All of these invariants have simple, explainable, instantly comprehensible reasons why they work.

The magic graph scheduler is just a black box that will produce *some* schedule and at no point is there ever a good explanation for why it does what it does beyond "well, that's the solution the solver found". The only thing that is more frustrating than designing such a system is using it.

And of course, in practice any implementation is not the magic oracle implementation, because that can't actually be done. So not only does such a system deliver something that would be a complexity trap even if it worked perfectly, it by necessity only delivers some rough approximation that also adds its own wrinkles to the pile.

This is the difference between "I know this lock-based algorithm is deadlock-free because there's a strict lock hierarchy" vs. "I know this lock-based algorithm is deadlock-free because of this tricky 6-page proof that hinges on several implementation details". I don't care how ingenious that solution is, I don't want it anywhere near my code.

- A simple work scheduler
- Several "frontends" for said work scheduler that can guarantee resource limits (using various models).
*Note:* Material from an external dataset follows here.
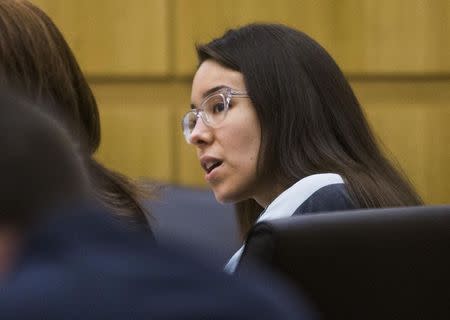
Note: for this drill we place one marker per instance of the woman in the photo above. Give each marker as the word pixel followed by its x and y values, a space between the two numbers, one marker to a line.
pixel 282 131
pixel 35 59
- The grand unified "do what I mean" scheduler that requires tons of annotations, doesn't do quite what I mean, might still fail badly if someone gets the annotations wrong (and of course that will happen all the time) and even when it does work does so for reasons that nobody is quite sure about.

cbloom said...

Yeah, ok, I don't actually think anyone should have a complicated research project at the core of their job system. (though MS has done that to all of us with WinRT, so...)

But I think there is some middle ground.

Maybe I'll do it as a separate post because writing in this comment box sucks.